広大なスペースを確保した地下牢は、地上の城全体の重みに耐えられるよう、ローマ式アーチで堅固につくられていた。房はアーチの橋梁ごとにくぎられており、罪人や捕虜を収監する部屋だけではなく、独房や拷問専門部屋まで多彩な部屋が用意されていた。
一年ほど前にはここに地主貴族たちが閉じこめられていた。
イスラム教徒と通じて商的流通を寡占し、専横的なふるまいで国王を傀儡として、我が物顔で国を牛耳った地主貴族たち——。

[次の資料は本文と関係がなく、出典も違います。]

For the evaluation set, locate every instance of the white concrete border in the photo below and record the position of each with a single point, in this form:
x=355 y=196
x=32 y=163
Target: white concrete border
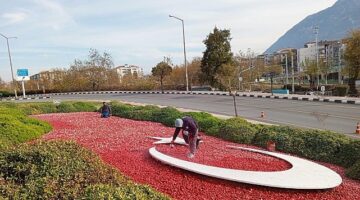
x=304 y=174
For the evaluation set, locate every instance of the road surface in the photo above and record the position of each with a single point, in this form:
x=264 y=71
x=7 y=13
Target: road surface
x=318 y=115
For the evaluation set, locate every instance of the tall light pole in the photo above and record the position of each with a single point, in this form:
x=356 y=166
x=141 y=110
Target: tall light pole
x=186 y=74
x=316 y=32
x=12 y=73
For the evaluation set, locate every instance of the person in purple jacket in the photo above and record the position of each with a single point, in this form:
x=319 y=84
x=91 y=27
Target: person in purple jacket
x=190 y=133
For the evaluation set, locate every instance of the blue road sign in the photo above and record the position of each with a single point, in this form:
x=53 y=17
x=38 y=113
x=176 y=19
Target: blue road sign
x=22 y=72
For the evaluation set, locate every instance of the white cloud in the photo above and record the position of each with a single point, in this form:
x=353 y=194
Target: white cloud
x=52 y=14
x=14 y=17
x=140 y=32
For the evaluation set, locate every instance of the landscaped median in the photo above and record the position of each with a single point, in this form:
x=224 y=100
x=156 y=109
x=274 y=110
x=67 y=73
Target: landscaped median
x=55 y=169
x=324 y=146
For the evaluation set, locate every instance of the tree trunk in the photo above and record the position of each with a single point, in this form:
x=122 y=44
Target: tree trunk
x=161 y=85
x=325 y=79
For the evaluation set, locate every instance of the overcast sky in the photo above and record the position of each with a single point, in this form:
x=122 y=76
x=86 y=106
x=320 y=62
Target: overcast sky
x=53 y=33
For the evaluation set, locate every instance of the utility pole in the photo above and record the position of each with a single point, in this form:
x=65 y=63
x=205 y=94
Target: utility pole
x=316 y=32
x=292 y=73
x=339 y=65
x=12 y=73
x=286 y=70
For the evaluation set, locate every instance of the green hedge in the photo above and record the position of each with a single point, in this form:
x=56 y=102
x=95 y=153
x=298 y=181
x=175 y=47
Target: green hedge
x=16 y=127
x=313 y=144
x=57 y=169
x=237 y=130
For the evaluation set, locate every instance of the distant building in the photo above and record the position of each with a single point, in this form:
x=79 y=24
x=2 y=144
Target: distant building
x=129 y=70
x=289 y=60
x=328 y=51
x=47 y=78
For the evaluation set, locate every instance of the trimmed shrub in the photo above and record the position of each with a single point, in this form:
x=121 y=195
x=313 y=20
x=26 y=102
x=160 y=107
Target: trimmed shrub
x=85 y=106
x=17 y=128
x=354 y=171
x=101 y=191
x=145 y=113
x=122 y=110
x=37 y=108
x=313 y=144
x=65 y=107
x=349 y=153
x=56 y=169
x=207 y=123
x=237 y=130
x=167 y=116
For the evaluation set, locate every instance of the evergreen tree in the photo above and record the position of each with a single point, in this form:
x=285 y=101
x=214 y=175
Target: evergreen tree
x=161 y=70
x=217 y=53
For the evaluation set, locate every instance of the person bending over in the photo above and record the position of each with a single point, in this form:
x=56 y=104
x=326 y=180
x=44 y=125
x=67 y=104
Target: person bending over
x=190 y=133
x=105 y=110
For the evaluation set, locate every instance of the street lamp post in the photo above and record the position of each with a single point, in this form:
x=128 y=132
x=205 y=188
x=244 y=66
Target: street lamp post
x=12 y=73
x=186 y=73
x=316 y=32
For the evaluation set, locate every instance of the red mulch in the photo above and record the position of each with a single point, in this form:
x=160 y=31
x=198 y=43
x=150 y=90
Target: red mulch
x=123 y=144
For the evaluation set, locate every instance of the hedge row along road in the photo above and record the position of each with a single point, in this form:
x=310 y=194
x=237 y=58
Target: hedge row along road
x=340 y=118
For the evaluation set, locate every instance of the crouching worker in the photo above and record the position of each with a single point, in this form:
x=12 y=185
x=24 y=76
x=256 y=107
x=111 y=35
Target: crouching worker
x=190 y=134
x=105 y=110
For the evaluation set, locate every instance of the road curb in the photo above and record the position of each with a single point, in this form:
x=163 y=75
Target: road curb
x=285 y=97
x=27 y=98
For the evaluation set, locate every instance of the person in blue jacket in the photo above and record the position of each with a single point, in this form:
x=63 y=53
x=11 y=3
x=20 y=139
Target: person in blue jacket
x=190 y=133
x=105 y=110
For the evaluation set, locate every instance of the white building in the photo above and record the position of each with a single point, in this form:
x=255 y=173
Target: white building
x=328 y=51
x=129 y=70
x=306 y=53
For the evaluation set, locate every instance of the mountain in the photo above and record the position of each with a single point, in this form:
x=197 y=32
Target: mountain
x=334 y=23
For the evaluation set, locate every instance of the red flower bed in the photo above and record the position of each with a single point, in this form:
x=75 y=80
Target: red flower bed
x=123 y=144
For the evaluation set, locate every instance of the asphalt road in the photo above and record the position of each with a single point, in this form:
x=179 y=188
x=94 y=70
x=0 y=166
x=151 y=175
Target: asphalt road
x=341 y=118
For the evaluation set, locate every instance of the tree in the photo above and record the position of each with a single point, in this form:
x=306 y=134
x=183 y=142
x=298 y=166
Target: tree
x=93 y=73
x=177 y=76
x=325 y=67
x=226 y=76
x=161 y=70
x=217 y=53
x=352 y=58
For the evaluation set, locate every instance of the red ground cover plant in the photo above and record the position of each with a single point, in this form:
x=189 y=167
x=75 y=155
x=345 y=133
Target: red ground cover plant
x=123 y=143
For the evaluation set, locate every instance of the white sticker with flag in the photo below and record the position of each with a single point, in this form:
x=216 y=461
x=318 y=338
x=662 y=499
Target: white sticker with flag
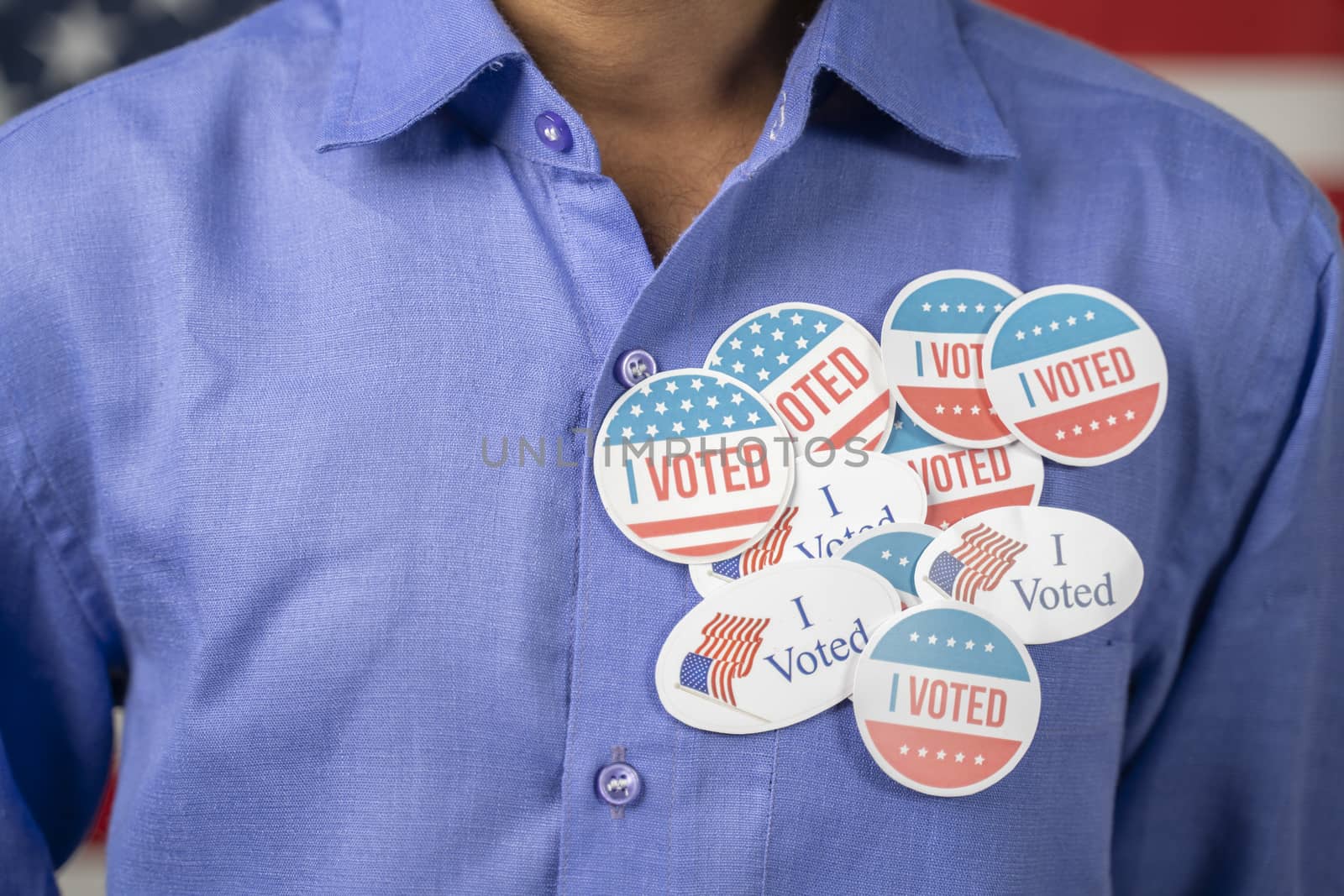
x=820 y=369
x=772 y=649
x=832 y=503
x=692 y=465
x=961 y=479
x=1048 y=573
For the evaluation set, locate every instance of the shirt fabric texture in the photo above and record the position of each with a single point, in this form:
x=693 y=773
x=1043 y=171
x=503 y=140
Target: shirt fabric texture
x=264 y=298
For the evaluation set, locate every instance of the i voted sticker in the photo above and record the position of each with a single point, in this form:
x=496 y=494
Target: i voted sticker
x=933 y=345
x=961 y=481
x=831 y=504
x=772 y=649
x=947 y=700
x=1075 y=374
x=1048 y=573
x=893 y=553
x=692 y=465
x=820 y=369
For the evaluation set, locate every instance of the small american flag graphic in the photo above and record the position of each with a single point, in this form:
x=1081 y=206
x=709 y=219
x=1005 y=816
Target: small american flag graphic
x=979 y=563
x=727 y=652
x=766 y=553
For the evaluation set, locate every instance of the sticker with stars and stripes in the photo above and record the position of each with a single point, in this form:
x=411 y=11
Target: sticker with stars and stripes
x=772 y=649
x=947 y=699
x=837 y=497
x=820 y=369
x=1075 y=374
x=963 y=481
x=1048 y=573
x=932 y=345
x=692 y=465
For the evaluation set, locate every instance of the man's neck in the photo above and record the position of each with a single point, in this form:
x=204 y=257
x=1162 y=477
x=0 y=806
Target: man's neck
x=675 y=92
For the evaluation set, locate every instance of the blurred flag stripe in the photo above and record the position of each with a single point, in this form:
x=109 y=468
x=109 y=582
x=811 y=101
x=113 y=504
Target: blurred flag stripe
x=1294 y=101
x=1196 y=27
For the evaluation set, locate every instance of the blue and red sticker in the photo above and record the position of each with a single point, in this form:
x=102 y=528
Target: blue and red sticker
x=964 y=481
x=933 y=349
x=817 y=369
x=692 y=466
x=947 y=700
x=1075 y=374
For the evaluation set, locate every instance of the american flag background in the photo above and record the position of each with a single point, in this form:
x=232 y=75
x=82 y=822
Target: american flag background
x=1277 y=66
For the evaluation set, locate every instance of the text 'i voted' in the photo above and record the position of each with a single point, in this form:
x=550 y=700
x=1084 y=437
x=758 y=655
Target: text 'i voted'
x=819 y=369
x=837 y=497
x=772 y=649
x=933 y=349
x=947 y=699
x=1048 y=573
x=692 y=465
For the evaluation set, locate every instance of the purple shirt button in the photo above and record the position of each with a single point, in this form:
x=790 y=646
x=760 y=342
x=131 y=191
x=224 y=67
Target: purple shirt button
x=618 y=785
x=554 y=132
x=633 y=367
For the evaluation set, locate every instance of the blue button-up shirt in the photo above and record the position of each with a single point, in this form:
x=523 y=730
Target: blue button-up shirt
x=275 y=305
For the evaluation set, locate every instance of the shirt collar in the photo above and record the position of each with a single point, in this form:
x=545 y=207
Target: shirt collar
x=402 y=60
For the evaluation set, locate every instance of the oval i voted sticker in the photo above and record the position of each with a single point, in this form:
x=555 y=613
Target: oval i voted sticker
x=893 y=553
x=961 y=481
x=1075 y=374
x=819 y=369
x=692 y=465
x=1048 y=573
x=772 y=649
x=947 y=700
x=831 y=504
x=932 y=345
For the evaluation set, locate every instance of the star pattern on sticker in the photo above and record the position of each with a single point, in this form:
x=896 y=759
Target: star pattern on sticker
x=941 y=755
x=683 y=405
x=753 y=348
x=1092 y=425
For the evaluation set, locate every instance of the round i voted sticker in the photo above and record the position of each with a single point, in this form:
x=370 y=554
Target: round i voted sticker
x=831 y=504
x=772 y=649
x=692 y=465
x=1048 y=573
x=932 y=345
x=947 y=699
x=820 y=369
x=893 y=553
x=963 y=481
x=1075 y=374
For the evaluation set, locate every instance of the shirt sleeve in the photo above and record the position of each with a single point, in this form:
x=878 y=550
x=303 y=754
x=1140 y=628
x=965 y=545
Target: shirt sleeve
x=1238 y=786
x=55 y=694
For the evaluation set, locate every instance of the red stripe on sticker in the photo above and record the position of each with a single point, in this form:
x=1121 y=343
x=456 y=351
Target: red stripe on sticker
x=1095 y=429
x=705 y=550
x=902 y=746
x=958 y=411
x=703 y=523
x=862 y=419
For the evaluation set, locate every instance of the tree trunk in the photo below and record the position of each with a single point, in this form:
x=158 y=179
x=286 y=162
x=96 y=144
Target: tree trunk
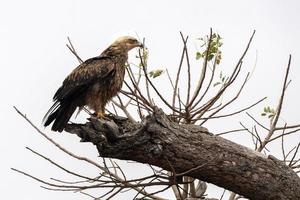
x=191 y=150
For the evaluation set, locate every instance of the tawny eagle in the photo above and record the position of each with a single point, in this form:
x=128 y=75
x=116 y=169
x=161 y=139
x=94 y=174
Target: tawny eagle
x=93 y=83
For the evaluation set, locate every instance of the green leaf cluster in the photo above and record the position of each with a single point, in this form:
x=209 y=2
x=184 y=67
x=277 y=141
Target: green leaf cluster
x=155 y=73
x=223 y=80
x=213 y=50
x=269 y=112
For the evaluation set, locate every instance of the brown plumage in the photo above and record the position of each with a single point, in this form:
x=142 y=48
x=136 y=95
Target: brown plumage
x=93 y=83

王位を継承したヴラドは自分の父親をも葬った彼らを許さなかった。ひそかにその強大な力に対抗できるよう兵や財を集めると、あるとき一気に反攻にでた。
どれほどおおくの国王についたかを自慢しあう地主貴族を、国家反逆罪で逮捕して、この地下牢にぶち込んだ。
このときの逮捕者は50人ほどであったが、その家族をふくむ一族郎党までが有罪となり、その数倍もの数が街の広場で串刺し刑にされ晒された。
そのためこの国のだれもが、牢獄に投獄されたものは、生きたまま串刺しにされることを知っていた。
だがその牢獄がどこにあるかを知っているものはほとんどいなかった。
知るはずなかった。
この牢獄に入れられたものは、生きて戻ってくることはないのだから……。
もうすぐ夏が訪れようかという季節だというのに、ひんやりとした空気が地下のレンガの壁をつたわってきた。だが、それと同時に糞尿の悪臭やえも言えぬ饐えた臭いがおしよせてきた。
レオンはすぐさま鼻と口をおさえた。前回のような醜態はさらすわけにはいかない。
だが、ノアはからだをくの字に折って、頭を下にして嘔吐きそうになっていた。
「未来人は臭いには弱いようですね?」
ストイカが興味深そうに訊いた。
「すみません。ぼ、ぼくはぁぁ、そういうのを強く感じる能力が強くてぇぇ」
ノアは苦しみながら、そう言い訳をしたが、それ以上ことばがでなかった。
「ストイカさん。彼のことは気にしないでください。じきに馴れます」
ロルフがストイカに弁明すると、先にすすむよう手で促した。ストイカはノアのほうに気を配りながらも、そのまま牢のほうへむかいはじめた。
牢のなかには多くの老若男女が収容されていた。ひとつの房に詰め込めるだけ詰め込んでいるようで、何人いるのか把握できない。牢屋のなかには兵士たちだけでなく女性や老人、子供がまじっていた。レオンはとまどいのあまり反射的にストイカに尋ねた。